Triathlon is mostly an individual sport, but a lot of pro triathletes have an entourage of support to help them with everything they need. If you have the luxury of having a support crew or person, use them! Make them part of the process so that they can make sure you are prepared for race day. If you are on your own, you’ll be fine, just stay organized.
Lastly, if there is pre-raceday packet pickup, definitely take advantage of it. There is one less thing you need to worry about on the morning of your race. Contents of your packet might include your bib number that you can attach to your race belt and stickers with your number on it that you can attach to your bike and helmet beforehand to save time.
If your head is spinning, make a checklist. If you don’t know where to start, I like to imagine doing a triathlon in my head and write down what I need in that order. Here is an example:
- Race packet
- Pre-race fuel
- Flip flops or sandals
- Swim suit, tri-suit or tri-shorts
- Wetsuit (if wetsuit legal)
- towel-for transition
- Bike shoes (only if you have already practiced using these in training).

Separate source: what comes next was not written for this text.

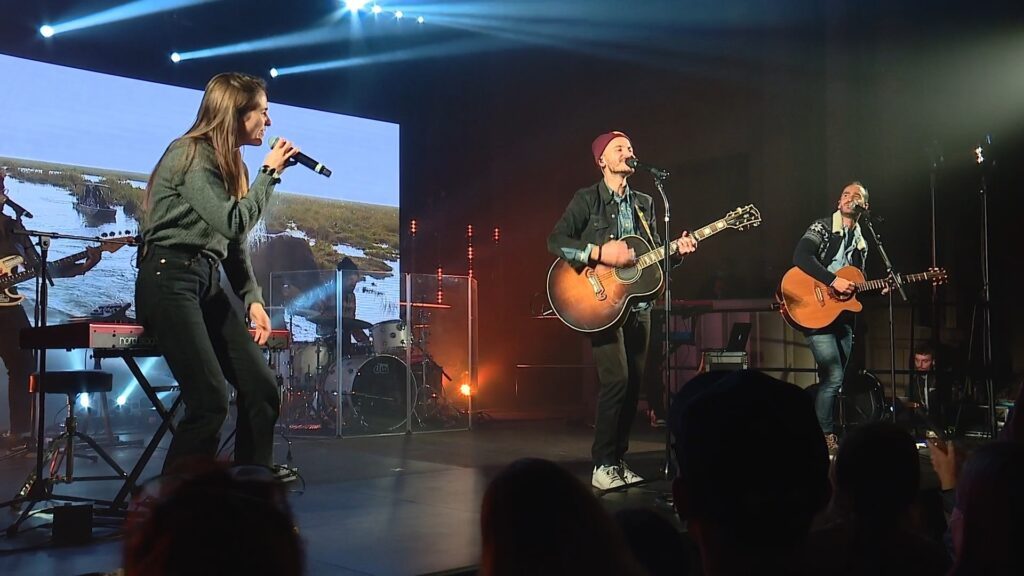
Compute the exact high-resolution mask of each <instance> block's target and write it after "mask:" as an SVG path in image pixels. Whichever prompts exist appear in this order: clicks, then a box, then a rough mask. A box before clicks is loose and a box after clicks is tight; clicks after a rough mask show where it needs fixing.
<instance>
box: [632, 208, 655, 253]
mask: <svg viewBox="0 0 1024 576" xmlns="http://www.w3.org/2000/svg"><path fill="white" fill-rule="evenodd" d="M633 207H634V208H636V210H637V214H639V215H640V223H642V224H643V229H644V230H645V231H647V238H649V239H650V243H651V244H657V242H654V235H653V234H651V233H650V227H649V225H647V216H645V215H644V214H643V210H641V209H640V205H639V204H634V205H633Z"/></svg>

- Water bottles- filled with water or your choice of electrolyte drink
- Fuel -gels, bars, gummies, etc. Whatever works for you.
- Extra tubes
- Race belt with bib number
- Post race fuel and hydration – I know what you’re thinking! Beer comes later!
And that’s it! If you bring at least these things, you will do fine. In the end it’s not the equipment you have that will get you through your first triathlon, but the training you’ve done to leading up to it. Have faith in your hard work, have fun, and remember your helmet!